Efficient Methods for Dimensionality Reduction ofSingle-Cell RNA-Sequencing Data
单细胞 RNA 测序数据降维的有效方法
基本信息
- 批准号:10356883
- 负责人:
- 金额:$ 5.18万
- 依托单位:
- 依托单位国家:美国
- 项目类别:
- 财政年份:2020
- 资助国家:美国
- 起止时间:2020-03-16 至 2023-03-15
- 项目状态:已结题
- 来源:
- 关键词:AddressAdoptedAlgorithmsBiologicalCellsCodeCollectionCommunitiesComputer HardwareComputing MethodologiesConsensusDataData AnalysesData SetDevelopmentDimensionsDiseaseEvaluationFellowshipGaussian modelGenesHourHumanLanguageLearningLibrariesMathematicsMeasuresMentorshipMethodsModelingModernizationNamesNoiseNormal Statistical DistributionPaperPhysiciansPhysiologyPopulationPrincipal Component AnalysisProcessPublishingRNARandomizedResearch PersonnelResolutionRunningScientistSpeedStatistical BiasStatistical MethodsSystematic BiasTechniquesTechnologyTimeTissuesTrainingVariantVisualizationbasedesigndimensional analysisdistributed dataexperienceexperimental studyhigh dimensionalityimprovedinsightlaptopnon-Gaussian modelparallelizationprofessorsingle cell analysissingle-cell RNA sequencingstatisticssupercomputertheoriestooltranscriptometranscriptome sequencing
项目摘要
Project Summary: Efficient Methods for Dimensionality Reduction of Single-Cell RNA-Sequencing Data
Single-cell RNA-sequencing is a revolutionary technology enabling discoveries in human physiology and
disease. The datasets generated from single-cell RNA-sequencing experiments are so large that they cannot be
analyzed or visualized using traditional statistical methods until the datasets have been shrunk using a
technique named “dimensionality reduction.” Almost every analysis of single-cell RNA-sequencing begins
using a technique named principal component analysis (PCA) to accomplish dimensionality reduction.
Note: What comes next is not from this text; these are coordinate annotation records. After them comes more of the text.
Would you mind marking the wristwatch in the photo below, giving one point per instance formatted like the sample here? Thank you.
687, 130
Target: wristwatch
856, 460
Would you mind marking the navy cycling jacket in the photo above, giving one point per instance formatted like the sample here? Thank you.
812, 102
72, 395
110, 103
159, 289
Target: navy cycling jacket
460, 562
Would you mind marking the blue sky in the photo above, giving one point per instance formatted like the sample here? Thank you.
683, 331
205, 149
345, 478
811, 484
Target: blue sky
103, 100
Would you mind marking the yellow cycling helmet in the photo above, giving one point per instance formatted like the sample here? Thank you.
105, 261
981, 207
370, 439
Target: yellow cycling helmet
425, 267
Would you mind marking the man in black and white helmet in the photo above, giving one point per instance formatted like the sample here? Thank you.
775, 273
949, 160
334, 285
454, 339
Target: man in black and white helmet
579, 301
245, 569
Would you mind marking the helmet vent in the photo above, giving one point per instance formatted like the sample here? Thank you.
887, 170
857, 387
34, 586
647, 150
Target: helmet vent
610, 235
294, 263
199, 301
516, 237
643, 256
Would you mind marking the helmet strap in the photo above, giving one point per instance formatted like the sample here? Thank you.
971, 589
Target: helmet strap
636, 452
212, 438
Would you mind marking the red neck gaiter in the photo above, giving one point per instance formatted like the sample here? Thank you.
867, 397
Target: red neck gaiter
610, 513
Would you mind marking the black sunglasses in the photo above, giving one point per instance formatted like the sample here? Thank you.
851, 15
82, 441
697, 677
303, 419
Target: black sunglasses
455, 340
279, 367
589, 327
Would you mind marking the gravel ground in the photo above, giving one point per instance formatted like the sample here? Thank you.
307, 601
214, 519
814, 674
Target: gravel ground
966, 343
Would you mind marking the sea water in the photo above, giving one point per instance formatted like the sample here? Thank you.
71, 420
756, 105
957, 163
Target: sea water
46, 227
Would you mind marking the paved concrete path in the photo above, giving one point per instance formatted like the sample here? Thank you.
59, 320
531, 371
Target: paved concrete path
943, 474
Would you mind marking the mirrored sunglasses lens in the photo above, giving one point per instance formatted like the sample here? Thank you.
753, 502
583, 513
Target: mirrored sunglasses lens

However, single-cell RNA-sequencing presents unique challenges making PCA difficult. First, the size of these
datasets is so large that computing PCA requires specialized hardware and multiple hours. Fast algorithms to
approximate PCA have been shown to dramatically speed up this process, but have not proliferated in the
single cell-RNA sequencing community, in part because no parallelized algorithm has been written in the R
computing language. Second, PCA requires the researcher to decide the final desired size of the dataset.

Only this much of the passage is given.